Requiring work requires child care April 1, 2004

The Senate voted yesterday — 78 to 20 — to add more than $1 billion a year over the next five years to funding for child care for TANF recipients.

That overwhelming vote in the Republican-controlled Senate in the face of opposition from a Republican White House justifies the headline of yesterday's report by Robert Pear in The New York Times: "Defying Bush, Senate Increases Child Care Funds for the Poor."

The Bush administration objected to the increase in child care money, saying it was not needed. …

Despite the White House objections, 31 Republicans, including the Senate majority leader, Bill Frist of Tennessee, joined 46 Democrats and one independent in voting for the child care proposal, offered by Senators Olympia J. Snowe, Republican of Maine, and Christopher J. Dodd, Democrat of Connecticut, as part of a bill to update the 1996 law.

Members of both parties said they voted for the increase because Congress could not require welfare recipients to work longer hours without more child care.

"If the aim of welfare reform is to move people off the welfare rolls and onto payrolls, if we want families to leave welfare and to stay off welfare, we have to provide them with affordable child care," Ms. Snowe said. "Only one in 7, or 15 percent, of eligible children are now receiving assistance with the cost of day care."

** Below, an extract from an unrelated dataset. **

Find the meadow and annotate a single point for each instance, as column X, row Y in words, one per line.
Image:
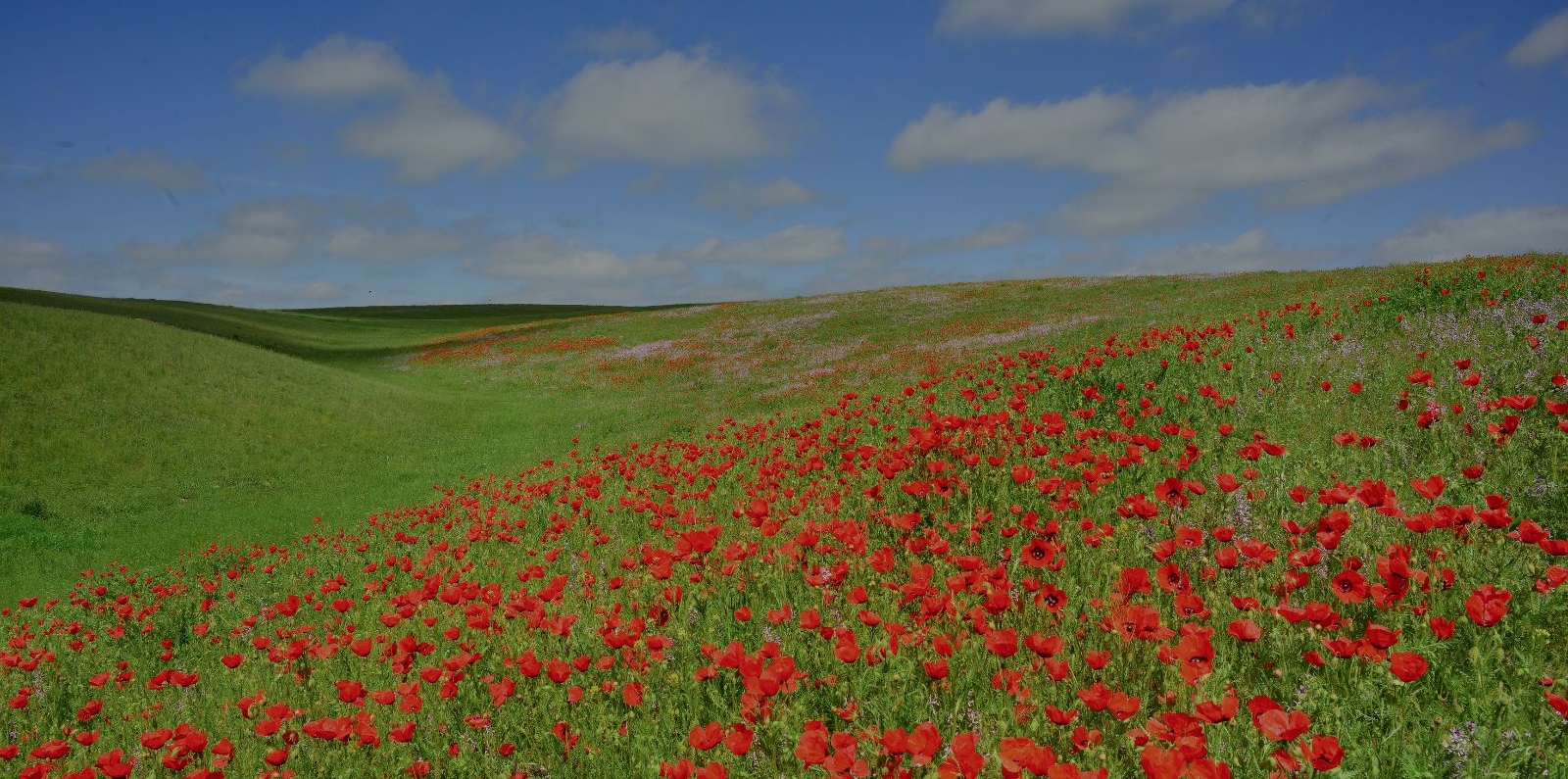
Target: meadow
column 1253, row 525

Mr. Dodd said, "You can't get from welfare to work without child care."

Snowe and Dodd are correct. TANF recipients are, by definition, women who have sole care of their children. If we require these women to leave home for work, we need also to provide someone to look after these children in their mothers' absence.

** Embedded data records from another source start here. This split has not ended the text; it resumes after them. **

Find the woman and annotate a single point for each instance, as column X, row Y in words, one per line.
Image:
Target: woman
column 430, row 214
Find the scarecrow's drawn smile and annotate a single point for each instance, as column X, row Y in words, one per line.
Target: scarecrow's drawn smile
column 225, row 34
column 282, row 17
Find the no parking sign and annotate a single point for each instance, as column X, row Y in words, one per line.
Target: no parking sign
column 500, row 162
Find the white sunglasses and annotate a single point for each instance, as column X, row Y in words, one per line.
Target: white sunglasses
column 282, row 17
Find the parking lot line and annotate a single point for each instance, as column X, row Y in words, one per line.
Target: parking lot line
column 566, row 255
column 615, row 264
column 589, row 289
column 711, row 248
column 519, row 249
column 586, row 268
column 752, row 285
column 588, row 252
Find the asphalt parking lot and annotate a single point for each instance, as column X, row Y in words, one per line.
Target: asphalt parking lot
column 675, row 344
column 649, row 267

All of this highlights one of the stranger aspects of the work requirements arising from the 1996 welfare reforms. One way of satisfying these work requirements is to get a job in child care. This is a fairly common path for many of the women "moving from welfare to work" in accord with the new requirements. What this means of course is that caring for another woman's child during the day qualifies as "work," but caring for your own child does not.

(Imagine two young widows, next-door neighbors, each with two children. In 1996, they would both be eligible to receive AFDC, and both women could stay at home to care for their own children. In 1997, under TANF, these women would be required to work, and so each opens an in-home day care center and they swap kids for the day. The former situation is condemned as lazy dependency. The latter is praised as bootstrap entrepreneurship.)

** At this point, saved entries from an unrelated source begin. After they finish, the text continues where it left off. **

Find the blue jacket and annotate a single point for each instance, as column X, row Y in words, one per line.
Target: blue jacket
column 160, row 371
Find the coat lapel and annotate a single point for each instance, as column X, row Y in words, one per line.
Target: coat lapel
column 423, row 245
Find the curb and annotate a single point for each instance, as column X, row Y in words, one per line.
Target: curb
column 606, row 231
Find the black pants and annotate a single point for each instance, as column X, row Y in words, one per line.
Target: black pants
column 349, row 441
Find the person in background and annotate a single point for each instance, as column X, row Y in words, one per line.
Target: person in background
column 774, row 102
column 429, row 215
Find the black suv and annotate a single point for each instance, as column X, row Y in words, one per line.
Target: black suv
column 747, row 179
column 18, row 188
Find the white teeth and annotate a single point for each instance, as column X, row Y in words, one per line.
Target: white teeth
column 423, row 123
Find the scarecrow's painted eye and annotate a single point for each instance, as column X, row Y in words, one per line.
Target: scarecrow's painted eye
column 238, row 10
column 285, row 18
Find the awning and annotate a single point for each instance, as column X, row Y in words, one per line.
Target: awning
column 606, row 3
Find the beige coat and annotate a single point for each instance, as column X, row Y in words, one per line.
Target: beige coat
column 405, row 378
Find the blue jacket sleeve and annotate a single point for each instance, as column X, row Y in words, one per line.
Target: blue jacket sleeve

Senator Orrin G. Hatch, Republican of Utah, said the extra money for child care "goes hand in hand with an increase in the work requirements."

Yes it does. Without such funding, the work requirements ask these women to make bricks without straw, they would "tie up heavy burdens, hard to bear, and lay them on the shoulders of others."

Note, however, that the House version of this bill includes a much smaller amount of funding for child care. Despite the overwhelming 78-20 vote, Senate amendments have a history of being stripped away in committee, particularly when they face White House opposition. I'll reserve my applause for Hatch and Frist until I see what the final version looks like coming out of committee.